Have you changed the PS fluid filter? My power assist steering gets sluggish when the filter needs to be changed. I don't know the exact allowable spec on the shaft movement, bur 3/32" is probably OK (there must be some movement for the PS to work).


----------



## dobolina (Jun 22, 2020)

HarveyW said:


> Howdy dobolina,
> 
> Have you changed the PS fluid filter? My power assist steering gets sluggish when the filter needs to be changed. I don't know the exact allowable spec on the shaft movement, bur 3/32" is probably OK (there must be some movement for the PS to work).

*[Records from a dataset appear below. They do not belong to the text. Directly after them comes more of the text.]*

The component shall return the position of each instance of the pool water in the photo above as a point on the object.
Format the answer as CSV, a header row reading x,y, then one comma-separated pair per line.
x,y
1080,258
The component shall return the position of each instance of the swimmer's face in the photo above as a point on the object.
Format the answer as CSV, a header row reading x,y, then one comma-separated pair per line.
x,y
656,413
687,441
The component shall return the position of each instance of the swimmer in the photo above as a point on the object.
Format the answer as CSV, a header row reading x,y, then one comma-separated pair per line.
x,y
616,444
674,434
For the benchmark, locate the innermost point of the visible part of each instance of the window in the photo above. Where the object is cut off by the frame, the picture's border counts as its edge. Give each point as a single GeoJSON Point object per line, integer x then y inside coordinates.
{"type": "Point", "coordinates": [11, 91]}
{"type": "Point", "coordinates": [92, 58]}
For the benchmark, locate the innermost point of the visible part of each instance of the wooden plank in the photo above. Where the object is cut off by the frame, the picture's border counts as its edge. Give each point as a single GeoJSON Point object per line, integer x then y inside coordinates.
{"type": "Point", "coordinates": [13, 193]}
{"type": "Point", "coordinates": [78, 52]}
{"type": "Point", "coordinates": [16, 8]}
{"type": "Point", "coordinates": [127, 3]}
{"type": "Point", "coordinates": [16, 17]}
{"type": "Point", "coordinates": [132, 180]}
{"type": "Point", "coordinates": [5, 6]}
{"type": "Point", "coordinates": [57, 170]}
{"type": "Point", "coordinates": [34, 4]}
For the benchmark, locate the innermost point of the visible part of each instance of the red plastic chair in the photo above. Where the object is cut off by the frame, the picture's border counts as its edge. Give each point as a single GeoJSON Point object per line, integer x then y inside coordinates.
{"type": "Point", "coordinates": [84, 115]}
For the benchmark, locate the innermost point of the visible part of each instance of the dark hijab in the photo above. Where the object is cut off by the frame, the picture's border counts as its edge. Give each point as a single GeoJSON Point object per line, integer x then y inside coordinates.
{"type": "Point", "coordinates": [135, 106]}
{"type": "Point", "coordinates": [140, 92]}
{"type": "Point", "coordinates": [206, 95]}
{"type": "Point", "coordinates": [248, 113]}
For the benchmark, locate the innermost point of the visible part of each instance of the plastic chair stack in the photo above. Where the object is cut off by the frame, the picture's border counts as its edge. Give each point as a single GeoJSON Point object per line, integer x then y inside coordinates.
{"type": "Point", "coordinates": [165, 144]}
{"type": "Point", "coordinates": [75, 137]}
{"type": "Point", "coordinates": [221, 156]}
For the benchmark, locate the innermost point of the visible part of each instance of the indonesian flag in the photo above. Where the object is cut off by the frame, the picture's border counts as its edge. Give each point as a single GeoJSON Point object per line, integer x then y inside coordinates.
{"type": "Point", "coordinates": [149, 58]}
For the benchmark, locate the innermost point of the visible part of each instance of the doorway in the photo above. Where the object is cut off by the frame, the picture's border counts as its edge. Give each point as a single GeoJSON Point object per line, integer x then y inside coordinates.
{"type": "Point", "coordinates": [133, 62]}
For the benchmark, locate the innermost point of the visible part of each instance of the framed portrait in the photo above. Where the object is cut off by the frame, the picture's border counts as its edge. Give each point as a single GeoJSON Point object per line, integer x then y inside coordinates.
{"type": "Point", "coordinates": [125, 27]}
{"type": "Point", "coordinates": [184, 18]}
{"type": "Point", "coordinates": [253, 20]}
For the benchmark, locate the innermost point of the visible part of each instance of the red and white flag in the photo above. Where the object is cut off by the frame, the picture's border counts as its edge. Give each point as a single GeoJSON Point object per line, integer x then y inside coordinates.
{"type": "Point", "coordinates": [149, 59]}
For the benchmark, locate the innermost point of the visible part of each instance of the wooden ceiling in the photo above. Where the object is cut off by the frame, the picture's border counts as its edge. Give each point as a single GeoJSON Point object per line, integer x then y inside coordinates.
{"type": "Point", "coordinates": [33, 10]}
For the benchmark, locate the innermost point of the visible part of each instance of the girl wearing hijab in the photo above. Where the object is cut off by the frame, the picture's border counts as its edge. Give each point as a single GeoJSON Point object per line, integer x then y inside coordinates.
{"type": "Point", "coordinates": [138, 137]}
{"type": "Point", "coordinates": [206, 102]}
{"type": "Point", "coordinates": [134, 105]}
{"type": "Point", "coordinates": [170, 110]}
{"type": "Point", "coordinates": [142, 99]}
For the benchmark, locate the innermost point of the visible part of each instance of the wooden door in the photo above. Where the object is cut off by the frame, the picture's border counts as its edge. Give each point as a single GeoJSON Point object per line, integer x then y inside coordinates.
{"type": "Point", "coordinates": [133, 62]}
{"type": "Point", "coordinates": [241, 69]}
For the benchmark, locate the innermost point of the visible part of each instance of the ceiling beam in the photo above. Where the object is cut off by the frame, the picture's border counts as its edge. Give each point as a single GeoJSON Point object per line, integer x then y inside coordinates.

Thanks for the reply HarvyW- No, I have not checked my PS pump filter yet. I figured with only 500 hrs. on the tractor since new it would be ok. Before I check the filter I am going to disconnect the link from the spool on the steering valve at the steering column and run the engine, then work the spool with a suitable tool to lift and depress it more than the 3/32". If the steering improves, then it may be a worn link or some thing at the steering column. If there is no improvement then I will go to the filter. Again, thanks for the reply and I will post what I find out.


----------



## HarveyW (Sep 15, 2014)

I can tell you that a PS filter starts restricting flow after several years of service. I just changed mine and the sluggish response disappeared...... at least for a while!!


----------



## dobolina (Jun 22, 2020)

HarveyW said:


> I can tell you that a PS filter starts restricting flow after several years of service. I just changed mine and the sluggish response disappeared...... at least for a while!!


Good morning HarveyW, Yes, I'm going for the filter change this weekend. The parts will have to shipped to me because there is not a MF dealer in town. I think the pump reservoir can be removed by a single bolt on the rear of the pump. I can then access and change the filter. Thanks for the help-I will let you know what I find!


----------



## dobolina (Jun 22, 2020)

dobolina said:


> Good morning HarveyW, Yes, I'm going for the filter change this weekend. The parts will have to shipped to me because there is not a MF dealer in town. I think the pump reservoir can be removed by a single bolt on the rear of the pump. I can then access and change the filter. Thanks for the help-I will let you know what I find!





HarveyW said:


> I can tell you that a PS filter starts restricting flow after several years of service. I just changed mine and the sluggish response disappeared...... at least for a while!!


HarveyW-I changed the internal filter in my power steering pump and now my steering effort is back to "one finger" steering!!!! Thanks for the info. By the way, removing the pump to change the filter is the best way.


----------